Due giorni or sono un quotidiano torinese annunciava
seriamente che «gli austriaci fuggono cosí in fretta che neppure la cavalleria
russa può raggiungerli...» Ed è di ieri la fantasmagogica storia di Issa
Borlettinaz, un capobanda albanese che in due o tre mesi la «Stampa» riuscí a
far marciare per i turchi contro i serbi, per questi contro quelli e, dopo
averlo ammazzato e fatto risuscitare, a spedirlo in guerra a fianco dei greci
contro i serbi. Ed ai giornali fanno degno riscontro i libri. Nell'Italie en
guerre, pubblicato in questi giorni da Henri Charriaut in una biblioteca di
filosofia scientifica, edita a Parigi dal Flammarion (e mi assicurano che
autore e editore passano in Francia per persone serie), ho letto delle
storielle graziosissime sui socialisti italiani e sul nostro contegno.
Naturalmente la storia del periodo precedente l'intervento
italiano, quella delle giornate di maggio, l'esame delle tendenze e del
contegno dei vari partiti politici, è fatta nel solito modo partigiano e
stupido. Ma vi sono dei particolari semplicemente buffi. Turati avrebbe detto a
suoi colleghi della direzione del partito: «Quanto il Kaiser e Francesco
Giuseppe vi hanno pagato?» «Il socialista Südekum arrivò a Roma con le mani
piene per ampie distribuzioni...» «Il settarismo dei discorsi di Claudio Treves
fece ribrezzo anche a dei neutralisti e a dei socialisti». E non poteva mancare
l'accenno ai marchi tedeschi: «Il Partito socialista rifiutò le 200 000 lire
(di Greulich) — e questo gesto lo onora — ma tutti sono convinti in Italia che
la manna germanica non fu da molti sdegnata». E si citano dei fatti e si fanno
dei nomi. Un collaboratore del «Correspondent» ha raccontato: «Da molto tempo
numerose organizzazioni operaie di tendenza rivoluzionaria sono sostenute
finanziariamente da possenti sindacati socialisti tedeschi. Si tratta
specialmente delle Federazioni dei muratori e dei metallurgici, i segretariati
delle quali ricevono importanti sussidi da oltre Reno».

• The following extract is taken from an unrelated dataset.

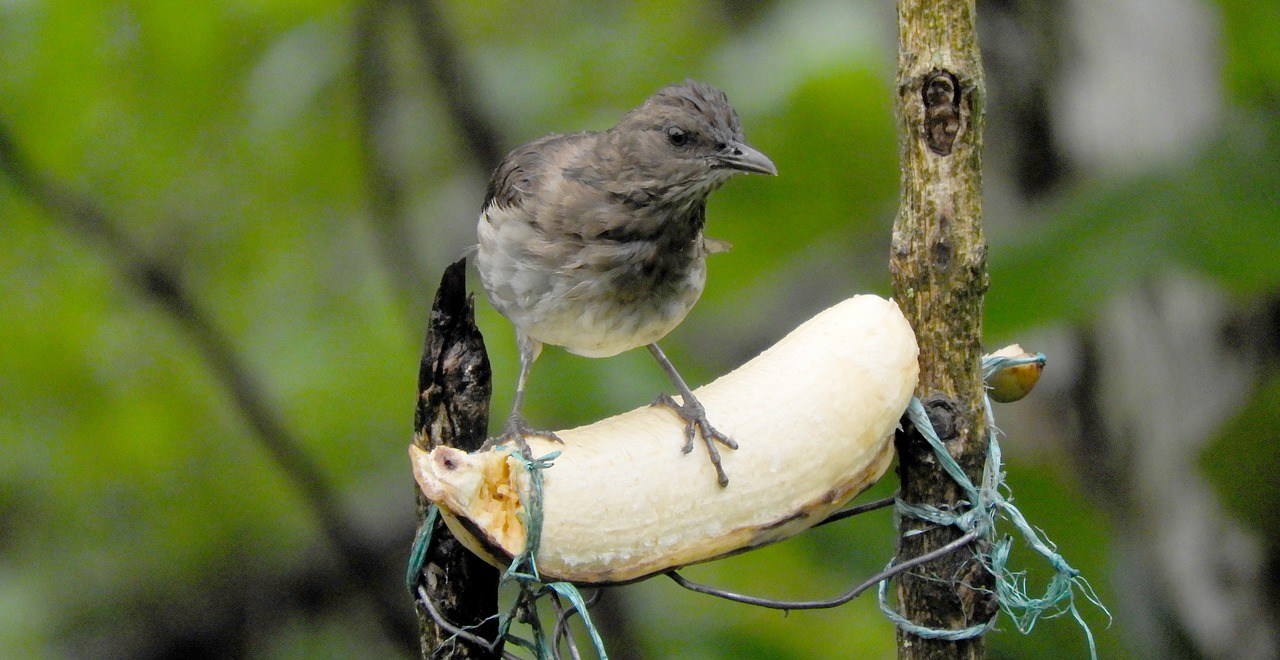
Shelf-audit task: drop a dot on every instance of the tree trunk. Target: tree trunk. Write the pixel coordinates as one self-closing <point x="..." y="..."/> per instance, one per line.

Oh Buozzi, Colombino e Quaglino, rivoluzionari e pagati
dai tedeschi! Chi vi conosce piú.
E riportando un brano del nostro «Grido» commemorante il
compagno Marchetti, caduto in guerra, il bravo autore commette qualche leggera
svista. Diceva l'articolo: «partí con la sua fede». Traduce: «il était parti
avec foi».
Ed in seguito: «L'avvocato Caldara, il sindaco socialista di Milano,
proclamò il suo accordo con Mussolini».
Ed ancora: «A Roma l'Unione socialista approvò Mussolini».
Cosí si scrive, oggi, la storia. La quale, come insegnano
Cicerone e la pedagogia sperimentale, è «la maestra della vita».